Four hours ago I was sitting in my hotel room after a full day of meetings thinking, “I want to go…but…it will be about the elections, which will stress my shit out. And I’m tired.” But it was like Taylor tower was calling me, sending a signal through my lantern tattoo, pulling me out towards campus. [show BMC tattoo to youngsters] I am going to literally cry here, which will be a giant cringe. Hope is personal to each of you. What works inside of you is specific to you. But it is also collective. Hope is in relationship, because we are a social primate. I like looking out and seeing my troop and yelping at them. It is your connection to your people that will get you through. I got here and found myself on this panel with Sharon, exactly 30 years after I was in the first class of students she taught here. And I’m so happy to be able to have that perfect circle. And I look out at all of you, so close to the age of my own children, sitting in the same seats I sat in, and I feel hope. You are what gives me hope.

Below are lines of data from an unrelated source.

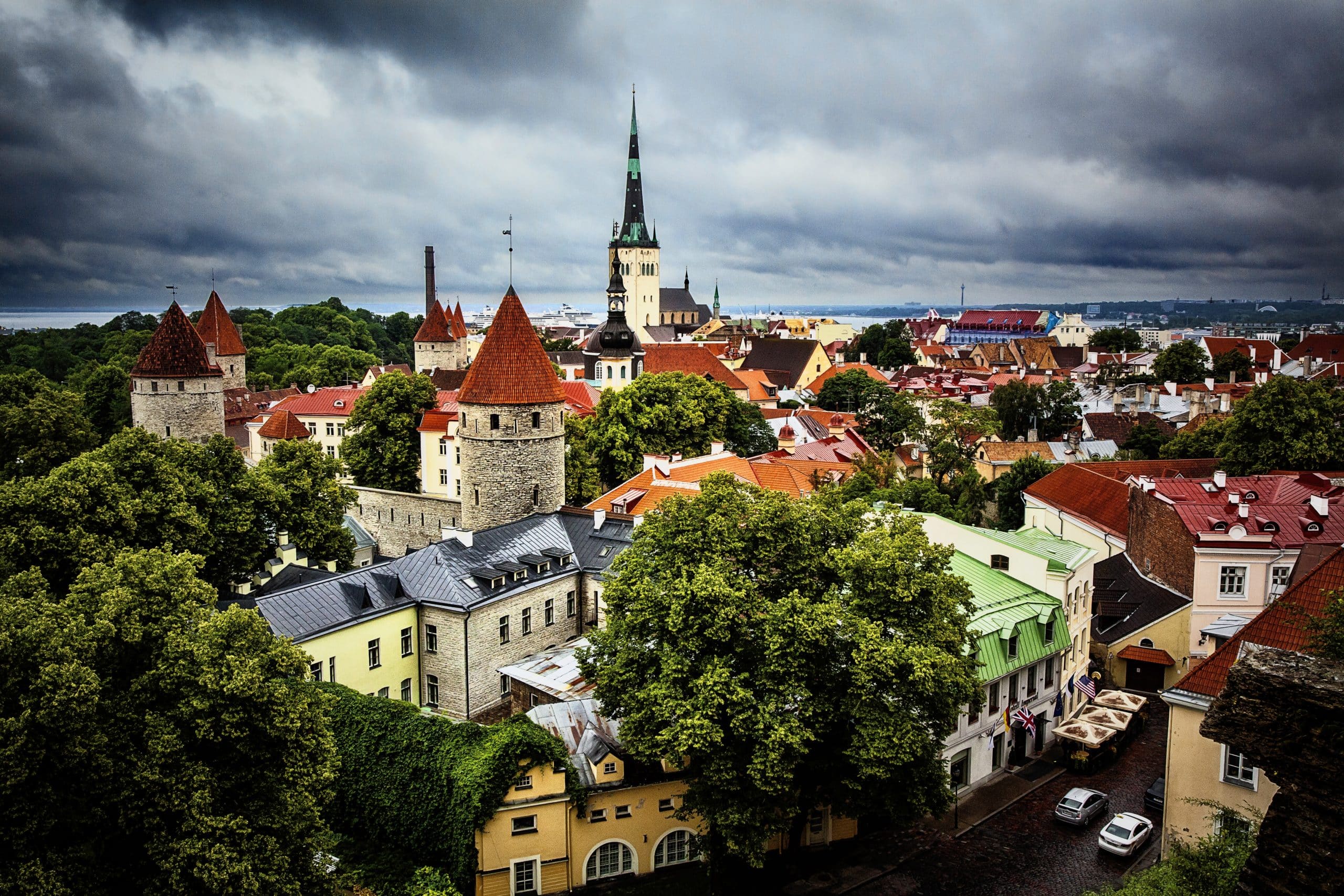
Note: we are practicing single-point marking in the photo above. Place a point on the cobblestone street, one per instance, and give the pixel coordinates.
(1023, 851)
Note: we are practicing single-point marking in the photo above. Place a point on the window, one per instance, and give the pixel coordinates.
(1238, 769)
(609, 860)
(674, 849)
(1232, 582)
(524, 878)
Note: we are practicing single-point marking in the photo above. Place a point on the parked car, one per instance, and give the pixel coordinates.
(1124, 833)
(1155, 798)
(1081, 805)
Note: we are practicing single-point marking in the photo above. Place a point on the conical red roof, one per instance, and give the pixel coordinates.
(282, 425)
(175, 350)
(436, 327)
(215, 327)
(512, 367)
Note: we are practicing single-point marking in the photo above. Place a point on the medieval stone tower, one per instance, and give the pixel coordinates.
(175, 388)
(510, 425)
(224, 344)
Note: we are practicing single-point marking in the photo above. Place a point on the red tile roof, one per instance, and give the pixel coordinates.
(511, 366)
(175, 350)
(282, 425)
(1280, 625)
(436, 327)
(217, 327)
(1147, 655)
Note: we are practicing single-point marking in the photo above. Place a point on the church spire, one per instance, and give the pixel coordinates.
(634, 230)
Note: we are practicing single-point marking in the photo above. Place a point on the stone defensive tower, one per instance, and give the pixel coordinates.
(224, 344)
(510, 425)
(175, 388)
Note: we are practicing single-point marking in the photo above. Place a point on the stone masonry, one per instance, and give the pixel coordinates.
(190, 409)
(401, 522)
(512, 462)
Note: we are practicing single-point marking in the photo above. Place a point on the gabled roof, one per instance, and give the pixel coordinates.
(511, 366)
(217, 327)
(175, 350)
(436, 327)
(1280, 625)
(282, 425)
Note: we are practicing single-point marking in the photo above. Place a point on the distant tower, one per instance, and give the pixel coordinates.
(224, 344)
(175, 390)
(613, 355)
(510, 426)
(636, 248)
(435, 342)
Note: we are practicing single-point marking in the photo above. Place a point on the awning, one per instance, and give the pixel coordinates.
(1147, 655)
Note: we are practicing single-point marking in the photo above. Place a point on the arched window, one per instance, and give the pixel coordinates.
(674, 849)
(609, 860)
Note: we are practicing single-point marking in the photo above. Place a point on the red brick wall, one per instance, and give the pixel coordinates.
(1159, 543)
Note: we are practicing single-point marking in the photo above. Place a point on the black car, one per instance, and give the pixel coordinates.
(1156, 796)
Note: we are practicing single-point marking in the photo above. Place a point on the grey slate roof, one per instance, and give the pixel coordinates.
(443, 574)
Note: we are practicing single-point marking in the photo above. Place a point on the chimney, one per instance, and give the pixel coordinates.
(429, 279)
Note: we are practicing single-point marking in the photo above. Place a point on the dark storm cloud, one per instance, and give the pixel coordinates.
(799, 152)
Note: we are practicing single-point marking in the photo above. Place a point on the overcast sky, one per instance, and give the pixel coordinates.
(800, 154)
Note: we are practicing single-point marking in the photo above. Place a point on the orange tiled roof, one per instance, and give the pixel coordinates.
(282, 425)
(175, 350)
(1280, 625)
(511, 367)
(436, 327)
(217, 327)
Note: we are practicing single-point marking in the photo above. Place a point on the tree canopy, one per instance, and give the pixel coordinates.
(749, 633)
(382, 441)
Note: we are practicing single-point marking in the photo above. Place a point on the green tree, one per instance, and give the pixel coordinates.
(44, 426)
(1182, 362)
(382, 444)
(771, 642)
(154, 745)
(1010, 487)
(1285, 424)
(851, 392)
(1116, 339)
(299, 491)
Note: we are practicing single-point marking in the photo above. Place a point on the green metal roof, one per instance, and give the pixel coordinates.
(1004, 608)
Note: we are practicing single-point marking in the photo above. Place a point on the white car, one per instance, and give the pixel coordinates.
(1124, 833)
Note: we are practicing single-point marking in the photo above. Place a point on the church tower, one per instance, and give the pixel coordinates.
(510, 426)
(635, 248)
(613, 355)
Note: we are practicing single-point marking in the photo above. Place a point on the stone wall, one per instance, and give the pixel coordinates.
(401, 522)
(512, 471)
(190, 409)
(1159, 543)
(1285, 711)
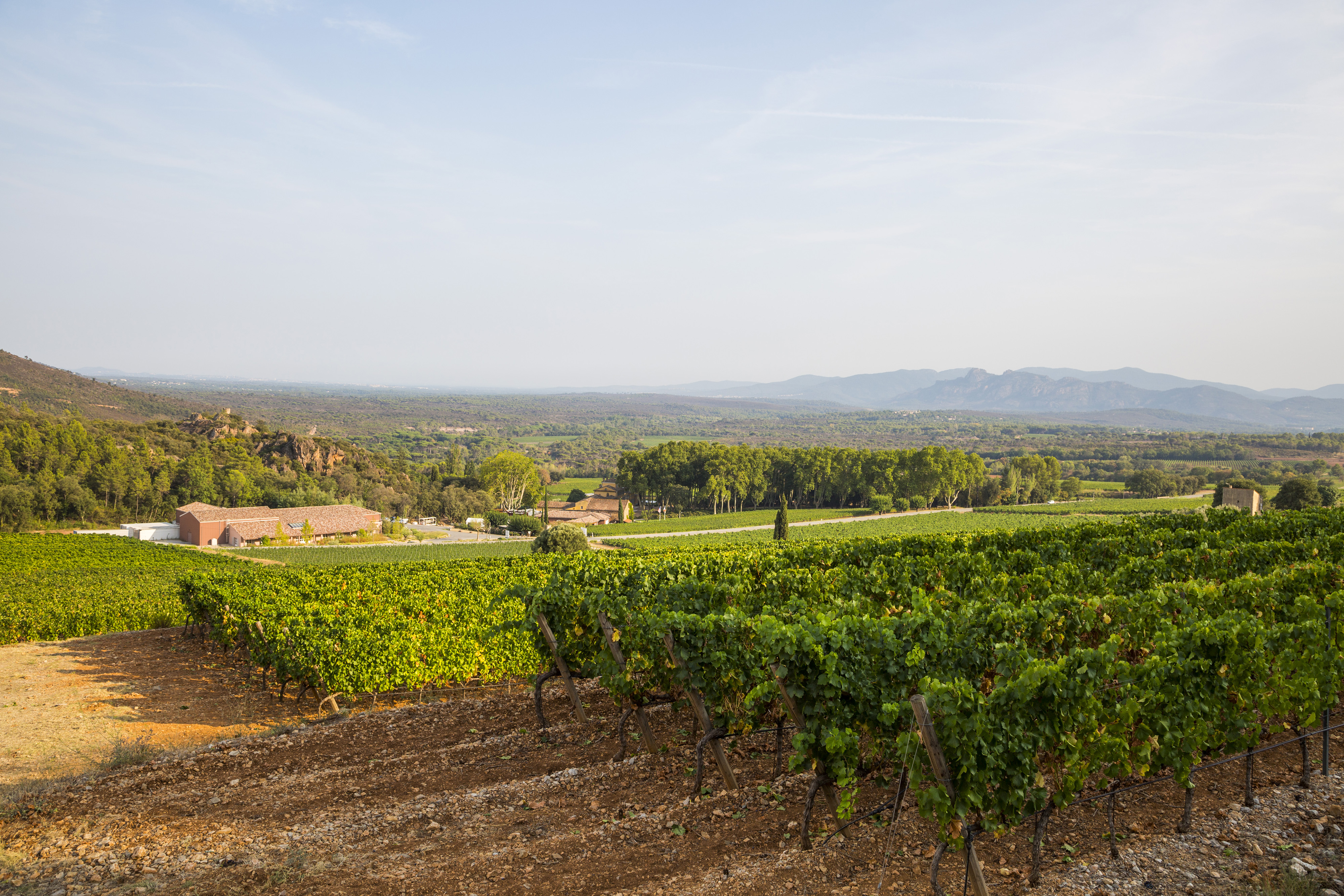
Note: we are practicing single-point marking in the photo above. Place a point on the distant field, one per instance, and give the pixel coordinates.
(886, 527)
(663, 440)
(1101, 506)
(544, 440)
(725, 522)
(338, 555)
(562, 488)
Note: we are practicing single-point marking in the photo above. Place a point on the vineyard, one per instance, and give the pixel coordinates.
(1054, 660)
(56, 586)
(349, 555)
(1107, 507)
(373, 628)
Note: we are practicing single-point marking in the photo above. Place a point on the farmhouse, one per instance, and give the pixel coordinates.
(599, 508)
(209, 524)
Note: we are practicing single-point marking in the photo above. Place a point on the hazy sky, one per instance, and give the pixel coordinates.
(592, 194)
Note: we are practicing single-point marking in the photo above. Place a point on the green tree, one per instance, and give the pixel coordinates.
(1298, 494)
(562, 538)
(1151, 484)
(510, 476)
(1238, 483)
(237, 488)
(15, 507)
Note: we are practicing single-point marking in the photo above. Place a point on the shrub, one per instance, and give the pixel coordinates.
(525, 524)
(1298, 494)
(562, 538)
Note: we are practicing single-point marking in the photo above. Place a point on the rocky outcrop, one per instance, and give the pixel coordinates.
(216, 428)
(317, 457)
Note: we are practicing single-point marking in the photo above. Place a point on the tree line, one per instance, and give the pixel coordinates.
(721, 477)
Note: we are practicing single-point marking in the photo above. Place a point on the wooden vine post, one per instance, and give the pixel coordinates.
(562, 667)
(829, 791)
(704, 715)
(929, 738)
(610, 633)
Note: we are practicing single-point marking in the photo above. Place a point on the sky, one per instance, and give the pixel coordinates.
(542, 195)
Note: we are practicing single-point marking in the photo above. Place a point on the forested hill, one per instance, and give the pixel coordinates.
(72, 472)
(53, 390)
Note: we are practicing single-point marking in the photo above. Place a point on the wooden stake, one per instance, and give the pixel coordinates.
(704, 715)
(651, 742)
(562, 667)
(829, 791)
(944, 773)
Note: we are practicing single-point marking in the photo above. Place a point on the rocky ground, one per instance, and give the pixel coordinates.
(464, 796)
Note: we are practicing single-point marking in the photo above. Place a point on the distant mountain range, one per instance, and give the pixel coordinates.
(1124, 397)
(1066, 393)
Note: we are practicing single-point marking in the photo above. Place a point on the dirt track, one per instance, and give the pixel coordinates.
(464, 796)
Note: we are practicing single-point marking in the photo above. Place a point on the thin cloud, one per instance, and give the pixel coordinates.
(372, 29)
(1066, 125)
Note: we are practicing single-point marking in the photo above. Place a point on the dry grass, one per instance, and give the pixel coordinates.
(128, 753)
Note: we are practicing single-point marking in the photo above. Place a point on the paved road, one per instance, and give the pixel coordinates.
(749, 528)
(845, 519)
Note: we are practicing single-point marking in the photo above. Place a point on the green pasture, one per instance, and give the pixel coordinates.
(726, 520)
(561, 489)
(654, 441)
(544, 440)
(886, 527)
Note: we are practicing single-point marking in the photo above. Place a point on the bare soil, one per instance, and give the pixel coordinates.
(464, 795)
(65, 703)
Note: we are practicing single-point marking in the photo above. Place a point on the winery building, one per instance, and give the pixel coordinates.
(205, 524)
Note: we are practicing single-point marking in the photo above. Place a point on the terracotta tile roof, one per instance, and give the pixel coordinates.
(341, 519)
(218, 515)
(580, 518)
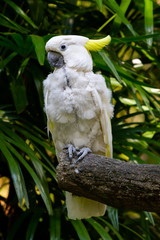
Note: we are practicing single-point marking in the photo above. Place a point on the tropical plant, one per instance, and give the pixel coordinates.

I did cry. And I do have hope.

ACTION

John Fetterman: the Senate candidate for Pennsylvania, who stands to lose to the oiliest, snakiest of snake oil salesmen because he has a speech impediment as a result of stroke. Meanwhile, the Republicans are running a man in Georgia who can’t talk because he actually can’t think—Support Raphael Warnock to try to prevent that.

Stacy Abrams – GA Gov candidate and one of my original touchstones for competence and its symbolic and practical place in American politics

Tim Ryan – Running for Senate in Ohio against poser JD Vance, who traded on his family’s suffering and impoverished roots to make a ton of money, and then moved off to be a Coastal Elite. He’s carpetbagging Ohio with tech billionaire money

Catherine Cortez Masto – running to keep her Senate seat for Nevada. There’s some scary shit happening in Nevada around local elections infrastructure. She needs to win, and win unambiguously. 

Prop 3 – The Michigan ballot measure to protect reproductive health, liberty, and privacy

Family Forward Action – Oregon’s little community organizing engine that could. They will be out hitting the streets for Tina Kotek and multiple pro working family candidates in Oregon.

Mike Franken: the retired Admiral running against Chuck Grassley in Iowa. This is a long shot, although the polls are surprisingly close. Iowa government is basically entrenched agri-facism. An Iowa friend said the only way Grassley could lose is if he’s dead, and maybe not even then. But my hatred of the Senators who rammed Gorsuch, Kavanaugh, and Coney Barrett up our skirts runs deep.